CR and fasting affect various cellular processes. Originally, macroautophagy was discovered as a critical function in nutrient homeostasis during amino acid starvation [102]. Under nutrient starvation, macroautophagy is activated to supply nutrients by self-digestion. mTORC1 and AMPK act as nutrient sensors of amino acids and glucose and control macroautophagy activity. In nutrient-rich conditions, mTORC1 is activated and drives anabolic processes including protein, lipid, and nucleotide synthesis, while simultaneously inhibiting catabolic pathways such as macroautophagy [103]. Indeed, the mTORC1 inhibitor rapamycin can induce macroautophagy [104]. AMPK is activated in response to an increase in AMP and ADP levels when the energy state of the cell is compromised [105]. mTORC1 inhibits ULK1 kinase complexes through direct phosphorylation of ULK1 and suppresses autophagosome formation in nutrient-rich conditions [106]. Upon starvation, mTORC1 inactivation allows ULK1 kinase complexes to initiate the formation of autophagosomes [106]. Similarly, mTORC1 also regulates lysosomal function in a nutrient-dependent manner. mTORC1 is localized on the lysosomal surface under nutrient-rich conditions, and then the master regulator of lysosome biogenesis, TFEB, is inhibited by mTORC1-mediated phosphorylation [107]. When cells are exposed to nutrient starvation, the inactivation of mTORC1 leads to rapid translocation of TFEB to the nucleus and activation of lysosomal ATP-sensitive two-pore Na+ channels, and subsequently promotes lysosomal biogenesis and activity [108]. Conversely, AMPK activation induces macroautophagy through mTORC1 inhibition and the activation of ULK1 kinase complexes upon starvation [105].
Multiple groups have studied the effect of mTORC1 inhibition on the longevity of mice. Oral or intraperitoneal administration of rapamycin is effective in extending lifespan with females typically benefiting more than males [109]. Furthermore, it is interesting to note that more beneficial effects of rapamycin on lifespan extension were observed in various disease model mice (autosomal dominant polycystic kidney disease, multiple different cancers, epilepsy, immunodeficiency, and mitochondrial disease) [109]. Similarly, AMPK activation also improves healthspan and lifespan in mice. The type 2 diabetes medication metformin can activate AMPK by inhibiting complex I of the mitochondrial electron transport chain [110]. Long-term diet supplementation with 0.1% metformin led to a 5.8% extension of mean lifespan in male mice although a higher concentration of the drug (1%) was toxic and significantly shortened mean lifespan [111]. Moreover, low-dose metformin improved the physical health of the animals as an index of locomotor activity such as rotarod, treadmill, and open-field tests [111]. Rapamycin and metformin are well known to activate macroautophagy via mTORC1 and AMPK pathways. These findings raise the possibility that macroautophagy is an integral mediator of lifespan extension [112].

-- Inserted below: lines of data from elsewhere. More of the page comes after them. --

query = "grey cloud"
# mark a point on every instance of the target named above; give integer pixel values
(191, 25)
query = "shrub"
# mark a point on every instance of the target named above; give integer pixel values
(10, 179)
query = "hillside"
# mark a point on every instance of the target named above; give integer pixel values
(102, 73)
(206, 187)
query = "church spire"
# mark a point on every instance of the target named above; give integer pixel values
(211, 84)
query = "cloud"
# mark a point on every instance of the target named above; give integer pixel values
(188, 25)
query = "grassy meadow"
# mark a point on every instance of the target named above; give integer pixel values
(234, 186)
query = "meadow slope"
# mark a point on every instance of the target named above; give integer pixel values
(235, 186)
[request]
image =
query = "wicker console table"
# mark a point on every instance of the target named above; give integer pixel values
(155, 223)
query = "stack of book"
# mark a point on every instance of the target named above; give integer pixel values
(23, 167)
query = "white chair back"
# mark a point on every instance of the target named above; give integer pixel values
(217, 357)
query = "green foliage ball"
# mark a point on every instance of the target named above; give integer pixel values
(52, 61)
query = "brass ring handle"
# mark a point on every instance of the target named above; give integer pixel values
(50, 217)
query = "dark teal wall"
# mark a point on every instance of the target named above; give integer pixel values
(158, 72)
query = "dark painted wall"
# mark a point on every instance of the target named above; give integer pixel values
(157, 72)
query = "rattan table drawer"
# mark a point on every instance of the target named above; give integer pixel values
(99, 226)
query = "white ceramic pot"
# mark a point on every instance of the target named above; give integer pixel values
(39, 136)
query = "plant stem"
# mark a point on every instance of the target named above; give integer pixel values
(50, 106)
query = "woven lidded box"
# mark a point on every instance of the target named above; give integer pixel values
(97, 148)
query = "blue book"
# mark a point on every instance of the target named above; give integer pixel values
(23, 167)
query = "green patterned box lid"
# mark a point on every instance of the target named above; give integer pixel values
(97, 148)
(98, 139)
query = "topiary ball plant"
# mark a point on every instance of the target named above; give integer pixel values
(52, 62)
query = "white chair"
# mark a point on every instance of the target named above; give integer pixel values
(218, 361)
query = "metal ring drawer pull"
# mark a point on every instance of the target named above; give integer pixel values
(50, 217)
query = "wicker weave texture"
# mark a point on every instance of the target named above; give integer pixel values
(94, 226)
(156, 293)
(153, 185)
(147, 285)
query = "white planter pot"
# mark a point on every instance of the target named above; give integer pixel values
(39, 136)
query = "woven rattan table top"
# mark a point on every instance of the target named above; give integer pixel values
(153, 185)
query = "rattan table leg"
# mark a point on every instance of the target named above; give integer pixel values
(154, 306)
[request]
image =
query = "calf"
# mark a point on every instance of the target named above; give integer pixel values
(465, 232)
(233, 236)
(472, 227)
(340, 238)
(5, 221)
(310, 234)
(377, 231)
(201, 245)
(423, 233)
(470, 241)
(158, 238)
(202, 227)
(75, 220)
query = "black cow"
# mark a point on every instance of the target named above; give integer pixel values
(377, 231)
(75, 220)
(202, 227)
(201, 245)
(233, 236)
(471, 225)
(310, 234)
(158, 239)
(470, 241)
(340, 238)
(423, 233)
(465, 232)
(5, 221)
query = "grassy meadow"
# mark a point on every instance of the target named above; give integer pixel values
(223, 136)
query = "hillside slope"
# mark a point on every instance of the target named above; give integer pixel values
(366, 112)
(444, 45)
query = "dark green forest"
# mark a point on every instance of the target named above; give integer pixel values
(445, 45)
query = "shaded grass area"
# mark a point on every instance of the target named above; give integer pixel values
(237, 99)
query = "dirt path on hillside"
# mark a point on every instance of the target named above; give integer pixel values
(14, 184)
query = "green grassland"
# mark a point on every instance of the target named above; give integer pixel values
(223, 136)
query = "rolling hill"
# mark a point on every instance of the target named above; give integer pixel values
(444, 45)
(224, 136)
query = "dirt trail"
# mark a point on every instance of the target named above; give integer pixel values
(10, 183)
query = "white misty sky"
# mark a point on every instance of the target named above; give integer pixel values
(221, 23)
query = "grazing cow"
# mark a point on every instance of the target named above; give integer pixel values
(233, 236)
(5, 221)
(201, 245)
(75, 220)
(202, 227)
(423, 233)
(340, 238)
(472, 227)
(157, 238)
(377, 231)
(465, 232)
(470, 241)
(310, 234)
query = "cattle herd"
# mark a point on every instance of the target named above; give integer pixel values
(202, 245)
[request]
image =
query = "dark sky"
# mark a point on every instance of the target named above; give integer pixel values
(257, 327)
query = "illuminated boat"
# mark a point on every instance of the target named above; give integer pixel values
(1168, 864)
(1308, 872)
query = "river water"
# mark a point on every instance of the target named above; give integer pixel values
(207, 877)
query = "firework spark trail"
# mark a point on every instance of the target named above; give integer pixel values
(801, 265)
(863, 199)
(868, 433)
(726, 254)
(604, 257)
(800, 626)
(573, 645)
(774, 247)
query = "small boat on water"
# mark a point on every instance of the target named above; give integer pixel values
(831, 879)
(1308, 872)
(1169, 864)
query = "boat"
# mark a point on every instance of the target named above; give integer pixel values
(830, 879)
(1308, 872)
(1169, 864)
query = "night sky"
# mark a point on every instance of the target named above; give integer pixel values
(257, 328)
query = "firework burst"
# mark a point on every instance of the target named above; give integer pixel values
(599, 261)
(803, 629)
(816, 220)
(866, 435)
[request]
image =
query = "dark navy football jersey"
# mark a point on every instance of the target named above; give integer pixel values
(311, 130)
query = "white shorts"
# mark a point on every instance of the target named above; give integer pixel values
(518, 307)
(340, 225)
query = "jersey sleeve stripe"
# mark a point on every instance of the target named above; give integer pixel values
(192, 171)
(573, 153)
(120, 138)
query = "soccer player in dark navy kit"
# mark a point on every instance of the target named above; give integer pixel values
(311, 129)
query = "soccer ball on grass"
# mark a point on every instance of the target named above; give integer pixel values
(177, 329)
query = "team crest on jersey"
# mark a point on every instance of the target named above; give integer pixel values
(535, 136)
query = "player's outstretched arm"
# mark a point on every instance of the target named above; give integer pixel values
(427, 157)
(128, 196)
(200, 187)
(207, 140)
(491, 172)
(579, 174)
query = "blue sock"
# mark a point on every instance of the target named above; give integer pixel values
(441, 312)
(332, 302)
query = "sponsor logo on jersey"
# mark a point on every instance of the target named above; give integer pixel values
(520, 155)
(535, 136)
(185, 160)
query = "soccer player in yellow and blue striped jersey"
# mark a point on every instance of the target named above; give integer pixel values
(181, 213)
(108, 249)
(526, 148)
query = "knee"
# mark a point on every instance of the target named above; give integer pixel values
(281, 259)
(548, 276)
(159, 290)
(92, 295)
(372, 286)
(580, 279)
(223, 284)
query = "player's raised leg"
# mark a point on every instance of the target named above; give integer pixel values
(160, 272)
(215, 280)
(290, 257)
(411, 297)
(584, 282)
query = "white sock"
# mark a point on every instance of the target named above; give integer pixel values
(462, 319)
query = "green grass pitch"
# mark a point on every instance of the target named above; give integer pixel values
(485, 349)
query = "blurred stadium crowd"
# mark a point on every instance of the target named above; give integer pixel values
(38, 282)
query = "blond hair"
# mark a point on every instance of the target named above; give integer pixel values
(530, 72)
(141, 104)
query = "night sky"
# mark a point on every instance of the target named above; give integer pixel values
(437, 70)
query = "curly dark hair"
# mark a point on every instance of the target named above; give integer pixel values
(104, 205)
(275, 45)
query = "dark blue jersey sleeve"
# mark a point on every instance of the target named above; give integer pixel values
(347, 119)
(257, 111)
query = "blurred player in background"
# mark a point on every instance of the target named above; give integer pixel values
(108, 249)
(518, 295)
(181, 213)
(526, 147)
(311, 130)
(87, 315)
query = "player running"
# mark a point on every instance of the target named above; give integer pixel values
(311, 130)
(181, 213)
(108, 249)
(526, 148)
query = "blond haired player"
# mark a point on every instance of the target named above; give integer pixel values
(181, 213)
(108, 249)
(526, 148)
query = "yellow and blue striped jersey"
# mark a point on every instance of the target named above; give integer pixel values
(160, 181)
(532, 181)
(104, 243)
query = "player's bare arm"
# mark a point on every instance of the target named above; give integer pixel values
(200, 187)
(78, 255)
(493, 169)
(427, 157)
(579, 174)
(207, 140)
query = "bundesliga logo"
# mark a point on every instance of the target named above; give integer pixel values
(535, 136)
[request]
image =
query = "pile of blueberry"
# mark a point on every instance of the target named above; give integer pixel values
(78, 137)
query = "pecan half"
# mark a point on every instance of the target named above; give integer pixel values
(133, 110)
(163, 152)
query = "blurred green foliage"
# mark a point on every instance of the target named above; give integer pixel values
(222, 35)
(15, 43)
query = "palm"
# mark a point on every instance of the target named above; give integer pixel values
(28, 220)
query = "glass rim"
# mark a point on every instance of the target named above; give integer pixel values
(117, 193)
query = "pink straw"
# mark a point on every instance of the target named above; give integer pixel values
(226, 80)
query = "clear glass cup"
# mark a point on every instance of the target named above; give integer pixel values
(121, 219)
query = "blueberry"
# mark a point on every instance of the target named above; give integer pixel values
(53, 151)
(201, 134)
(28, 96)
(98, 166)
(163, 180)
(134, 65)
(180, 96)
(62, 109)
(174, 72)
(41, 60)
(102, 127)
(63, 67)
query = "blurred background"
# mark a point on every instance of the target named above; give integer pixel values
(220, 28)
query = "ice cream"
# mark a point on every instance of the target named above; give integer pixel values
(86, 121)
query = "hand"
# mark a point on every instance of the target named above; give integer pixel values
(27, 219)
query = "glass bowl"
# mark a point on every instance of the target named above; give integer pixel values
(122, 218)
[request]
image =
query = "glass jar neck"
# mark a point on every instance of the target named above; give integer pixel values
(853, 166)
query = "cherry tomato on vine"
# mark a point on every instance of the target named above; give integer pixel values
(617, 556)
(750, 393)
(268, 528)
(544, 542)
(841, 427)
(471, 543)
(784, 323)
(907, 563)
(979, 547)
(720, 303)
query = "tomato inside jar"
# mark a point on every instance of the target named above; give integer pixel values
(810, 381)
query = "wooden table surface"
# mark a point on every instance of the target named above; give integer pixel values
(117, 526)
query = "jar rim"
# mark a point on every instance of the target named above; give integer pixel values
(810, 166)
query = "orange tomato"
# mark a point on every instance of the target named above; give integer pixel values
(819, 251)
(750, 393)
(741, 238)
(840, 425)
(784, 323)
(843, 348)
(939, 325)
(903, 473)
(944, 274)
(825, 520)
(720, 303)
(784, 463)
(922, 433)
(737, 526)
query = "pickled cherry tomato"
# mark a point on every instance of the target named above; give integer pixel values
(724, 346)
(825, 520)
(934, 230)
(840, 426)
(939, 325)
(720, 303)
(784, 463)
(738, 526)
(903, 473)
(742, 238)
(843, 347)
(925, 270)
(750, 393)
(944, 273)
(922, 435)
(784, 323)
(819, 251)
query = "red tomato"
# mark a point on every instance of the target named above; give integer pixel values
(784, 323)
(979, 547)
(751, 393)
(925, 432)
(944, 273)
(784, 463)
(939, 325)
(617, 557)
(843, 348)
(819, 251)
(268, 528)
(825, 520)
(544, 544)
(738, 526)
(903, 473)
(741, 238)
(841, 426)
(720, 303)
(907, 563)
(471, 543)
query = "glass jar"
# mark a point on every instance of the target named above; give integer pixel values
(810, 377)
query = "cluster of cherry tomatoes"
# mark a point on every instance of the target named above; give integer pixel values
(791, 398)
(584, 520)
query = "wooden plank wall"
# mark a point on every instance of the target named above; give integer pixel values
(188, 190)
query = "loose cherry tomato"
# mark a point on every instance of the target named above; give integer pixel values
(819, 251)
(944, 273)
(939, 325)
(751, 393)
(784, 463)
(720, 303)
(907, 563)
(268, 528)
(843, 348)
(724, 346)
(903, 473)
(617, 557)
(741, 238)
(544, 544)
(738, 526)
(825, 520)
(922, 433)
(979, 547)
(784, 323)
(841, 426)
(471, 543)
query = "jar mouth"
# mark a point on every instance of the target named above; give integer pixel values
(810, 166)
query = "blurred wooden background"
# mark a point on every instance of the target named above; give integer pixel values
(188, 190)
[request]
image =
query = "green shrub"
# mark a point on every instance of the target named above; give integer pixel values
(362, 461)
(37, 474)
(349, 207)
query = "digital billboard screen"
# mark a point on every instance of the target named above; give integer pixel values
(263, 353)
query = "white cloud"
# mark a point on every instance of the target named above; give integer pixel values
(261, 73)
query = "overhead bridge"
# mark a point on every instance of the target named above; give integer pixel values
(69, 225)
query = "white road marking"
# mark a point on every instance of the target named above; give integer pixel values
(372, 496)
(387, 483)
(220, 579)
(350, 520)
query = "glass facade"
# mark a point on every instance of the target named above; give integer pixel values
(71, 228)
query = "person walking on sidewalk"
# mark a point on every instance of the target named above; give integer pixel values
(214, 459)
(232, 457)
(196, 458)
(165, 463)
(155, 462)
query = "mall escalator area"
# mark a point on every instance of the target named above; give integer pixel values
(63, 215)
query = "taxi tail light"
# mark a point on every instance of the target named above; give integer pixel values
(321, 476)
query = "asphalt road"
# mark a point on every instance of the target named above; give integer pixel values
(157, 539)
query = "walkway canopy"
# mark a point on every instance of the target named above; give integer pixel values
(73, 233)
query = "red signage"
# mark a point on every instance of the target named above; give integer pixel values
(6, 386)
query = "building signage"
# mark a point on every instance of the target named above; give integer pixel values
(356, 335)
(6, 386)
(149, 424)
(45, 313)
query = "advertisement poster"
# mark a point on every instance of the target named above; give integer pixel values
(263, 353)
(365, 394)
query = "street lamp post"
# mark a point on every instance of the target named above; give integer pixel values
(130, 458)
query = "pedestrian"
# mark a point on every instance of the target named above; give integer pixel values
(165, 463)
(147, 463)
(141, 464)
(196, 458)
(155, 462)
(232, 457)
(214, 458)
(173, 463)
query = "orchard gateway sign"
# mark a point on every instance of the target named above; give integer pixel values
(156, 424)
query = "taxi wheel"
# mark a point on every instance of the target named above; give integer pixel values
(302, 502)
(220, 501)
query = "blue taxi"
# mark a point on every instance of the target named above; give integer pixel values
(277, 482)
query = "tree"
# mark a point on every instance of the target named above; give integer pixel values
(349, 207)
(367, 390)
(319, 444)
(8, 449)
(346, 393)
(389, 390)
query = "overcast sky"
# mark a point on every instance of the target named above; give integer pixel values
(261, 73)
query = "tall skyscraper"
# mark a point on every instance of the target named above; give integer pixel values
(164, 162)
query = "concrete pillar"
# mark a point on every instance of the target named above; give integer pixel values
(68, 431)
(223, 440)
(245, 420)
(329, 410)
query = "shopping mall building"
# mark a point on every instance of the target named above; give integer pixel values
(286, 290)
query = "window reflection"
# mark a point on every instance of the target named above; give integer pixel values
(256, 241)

Furthermore, several macroautophagy-related proteins including Atg5, Atg7, and LC3 are acetylated by the p300 acetyltransferase under nutrient-rich conditions [113]. Lee et al. revealed that acetylation of LC3 inhibits macroautophagy and that SIRT1 deacetylates it during starvation [114]. Indeed, overexpression of SIRT1 induced the conversion of LC3-I to LC3-II in HCT116 cells [114]. These findings indicate that both the HSF1-mediated proteostasis, and macroautophagy might be controlled by SIRT1, contributing to the suppression of aging.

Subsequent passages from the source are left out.